CLI context is git-centric

cortex skills recommend uses get_current_context() and therefore mostly sees:

  • changed files from git
  • derived booleans such as has_auth, has_api, and has_frontend

It does not currently inject:

  • prompt text (see note below)
  • active agents from disk
  • active rules
  • active modes

That is why the prompt hook and watch mode often feel more responsive than the raw CLI recommender for “what am I doing right now?” questions.
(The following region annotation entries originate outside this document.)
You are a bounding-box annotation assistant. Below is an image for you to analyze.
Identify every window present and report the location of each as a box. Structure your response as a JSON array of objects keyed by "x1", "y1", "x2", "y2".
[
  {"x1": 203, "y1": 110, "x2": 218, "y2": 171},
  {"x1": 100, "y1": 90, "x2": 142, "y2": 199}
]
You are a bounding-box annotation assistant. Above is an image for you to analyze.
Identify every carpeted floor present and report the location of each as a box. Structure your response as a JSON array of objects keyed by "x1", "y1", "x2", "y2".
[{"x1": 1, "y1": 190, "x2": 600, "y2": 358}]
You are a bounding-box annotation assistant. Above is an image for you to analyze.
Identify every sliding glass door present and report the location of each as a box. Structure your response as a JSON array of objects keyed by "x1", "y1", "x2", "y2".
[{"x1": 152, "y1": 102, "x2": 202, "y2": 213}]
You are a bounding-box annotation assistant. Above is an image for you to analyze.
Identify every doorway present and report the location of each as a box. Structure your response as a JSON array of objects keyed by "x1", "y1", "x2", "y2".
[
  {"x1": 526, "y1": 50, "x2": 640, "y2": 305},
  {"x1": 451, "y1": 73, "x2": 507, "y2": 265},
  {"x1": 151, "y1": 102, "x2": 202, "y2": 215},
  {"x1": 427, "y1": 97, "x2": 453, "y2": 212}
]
Prompt passthrough status. The recommendation engine’s public API (SkillRecommender.recommend_for_context, _semantic_skill_recommendations, record_skill_success, and learn_from_feedback) now accepts a keyword-only prompt kwarg, and SemanticMatcher._session_to_text embeds it alongside file-path and context-flag signals when present. The prompt auto-suggester hook already threads CLAUDE_HOOK_PROMPT through this path. The CLI cortex skills recommend command still does not capture or forward a prompt argument, so its results remain file-centric. Adding a --prompt flag or reading stdin would close the gap without further changes to the engine.

Layer 1 and Layer 2 are complementary

The hook’s keyword matcher should not be treated as redundant. It is the safe, deterministic fallback that still works when:

  • the package is not importable
  • SQLite is unavailable
  • semantic dependencies are missing
  • the richer recommender throws an exception

Session success learning is best-effort

cortex ai record-success feeds active agents into agent learning directly and then makes a best-effort call into skill learning. That bridge is intentionally non-blocking and should not be treated as the only source of truth for skill learning.

Keeping Docs in Sync

When changing this subsystem, check these published pages for drift:

  • Working with Skills – the user-facing overview. Update the mental-model and troubleshooting sections if the recommendation strategies, failure modes, or feedback commands change.
  • Skills – the command reference. Update if cortex skills recommend, feedback, rate, or context subcommand behavior changes.
  • AI Intelligence – the agent-side story. The fastembed troubleshooting callout there mirrors the one in Working with Skills; keep them consistent.
  • Hooks – Skill Auto-Suggester section. Update if the hook’s input signals or confidence cutoffs change.

These are the user-visible pages most likely to mislead if the runtime behavior they describe drifts from the code.